En début d’année, j’alertais déjà le Gouvernement sur les grèves et les blocages qui paralysaient de nombreuses facultés en France et empêchaient une majorité d’étudiants assidus de pouvoir suivre leur cursus en toute sérénité. La pandémie de coronavirus est ensuite arrivée, avec toutes les conséquences que nous connaissons. La fermeture des établissements d’enseignement supérieur a été et est encore une douloureuse épreuve. Il a fallu réinventer, dans l’urgence, un fonctionnement qui était majoritairement axé sur le présentiel. Les amphithéâtres, auparavant bondés, ont été vidés, et les facultés, lieux de vie par excellence, ont dû être fermées pour lutter contre la propagation du virus et répondre à l’urgence sanitaire. La situation est extrêmement catastrophique.
Les professeurs comme les étudiants, laissés dans le flou, ont d’abord cru que leur année allait être perdue. Malgré ces difficultés inédites, les établissements et les personnels de l’enseignement supérieur ont su s’adapter et innover au mieux pour que cette année scolaire particulière puisse continuer dans des conditions les moins anormales possible. Les outils numériques ont été particulièrement salvateurs en cette période où il a fallu dématérialiser l’enseignement à marche forcée. Certes, rien ne peut remplacer les travaux dirigés ou les cours magistraux en présentiel pour garantir un environnement d’apprentissage optimal.
La France est une nation qui entretient un lien particulier avec l’enseignement. L’instruction a toujours été un moteur de notre ascenseur social et une garantie du bon fonctionnement de notre mode de vie démocratique.
M. Pierre Ouzoulias. Très bien !
Mme Brigitte Lherbier. L’éducation d’un citoyen garantit sa liberté. Pour que cette belle idée continue à porter ses fruits, il faut impérativement que l’accès à l’éducation soit égal pour tous.

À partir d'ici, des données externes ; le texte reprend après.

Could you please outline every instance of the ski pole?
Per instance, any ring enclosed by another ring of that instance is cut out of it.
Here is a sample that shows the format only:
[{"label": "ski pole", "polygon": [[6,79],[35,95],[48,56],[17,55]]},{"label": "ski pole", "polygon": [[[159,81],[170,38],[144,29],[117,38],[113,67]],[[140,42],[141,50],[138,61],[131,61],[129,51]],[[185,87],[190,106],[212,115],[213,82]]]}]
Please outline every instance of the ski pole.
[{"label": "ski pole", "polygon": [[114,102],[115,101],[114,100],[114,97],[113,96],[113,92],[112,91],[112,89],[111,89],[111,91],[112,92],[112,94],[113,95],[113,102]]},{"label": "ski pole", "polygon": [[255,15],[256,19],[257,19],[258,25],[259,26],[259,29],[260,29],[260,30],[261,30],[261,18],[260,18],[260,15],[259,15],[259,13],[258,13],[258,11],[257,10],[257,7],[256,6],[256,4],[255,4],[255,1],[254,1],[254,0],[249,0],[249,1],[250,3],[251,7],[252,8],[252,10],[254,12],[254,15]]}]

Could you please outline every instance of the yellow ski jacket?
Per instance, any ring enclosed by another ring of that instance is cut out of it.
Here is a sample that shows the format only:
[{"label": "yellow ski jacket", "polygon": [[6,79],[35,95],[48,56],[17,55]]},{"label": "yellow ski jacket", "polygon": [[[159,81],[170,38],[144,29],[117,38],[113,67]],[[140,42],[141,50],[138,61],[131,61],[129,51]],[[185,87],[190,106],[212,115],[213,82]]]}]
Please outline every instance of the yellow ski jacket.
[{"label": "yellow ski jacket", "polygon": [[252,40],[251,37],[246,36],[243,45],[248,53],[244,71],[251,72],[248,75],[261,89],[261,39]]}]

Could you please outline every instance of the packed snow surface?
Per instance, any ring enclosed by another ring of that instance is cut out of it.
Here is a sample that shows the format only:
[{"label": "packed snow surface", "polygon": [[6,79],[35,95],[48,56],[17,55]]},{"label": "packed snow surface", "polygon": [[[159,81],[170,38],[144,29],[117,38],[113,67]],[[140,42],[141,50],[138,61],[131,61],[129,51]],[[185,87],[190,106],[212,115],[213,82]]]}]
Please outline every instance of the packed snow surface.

C’est dans ce domaine que la crise sanitaire a eu ses effets les plus néfastes. Je pense, notamment, aux étudiants qui ne disposent pas chez eux des conditions les plus optimales pour étudier. Certains ont été confinés en famille, dans des logements ne garantissant pas toujours le calme propice à la réflexion.
Beaucoup ont été dans l’incapacité de continuer à exercer les petits, boulots qui leur permettaient de financer leurs études, qu’il s’agisse des boursiers ou des non-boursiers. Ceux qui devaient partir en échange universitaire ou commencer des stages en entreprise pour valider leur formation se sont vus privés de ces opportunités.
Pour d’autres, la fracture numérique bien réelle dans notre pays les a handicapés. C’est d’autant plus vrai pour les étudiants vivant en zone rurale. L’accès à internet, inexistant ou insuffisant, peut être un frein à la réussite. Cet isolement numérique, couplé à l’isolement physique dû au confinement, peut avoir de graves conséquences.
De nombreux professionnels de santé nous alertent sur les conséquences psychologiques de l’état d’urgence sanitaire. Les étudiants ne sont pas vaccinés contre cette détresse morale, bien au contraire.
Madame la ministre, ce projet de loi de finances doit apporter des réponses concrètes aux situations que je viens d’évoquer. Le budget de l’enseignement supérieur doit permettre de lutter en priorité contre la fracture numérique. Donnons les moyens suffisants à l’enseignement supérieur de se moderniser, prenons garde à veiller à la bonne santé de tous nos étudiants, et nous pourrons sortir de cette crise plus forts !
Il y va de la bonne santé de notre modèle éducatif. L’enseignement supérieur doit rester d’excellence afin de garantir le rayonnement de notre pays au-delà de nos frontières. Nous suivrons l’avis de notre rapporteur spécial Jean-François Rapin. (Applaudissements sur les travées du groupe Les Républicains. – Mme Jocelyne Guidez et M. Pierre Ouzoulias applaudissent également.)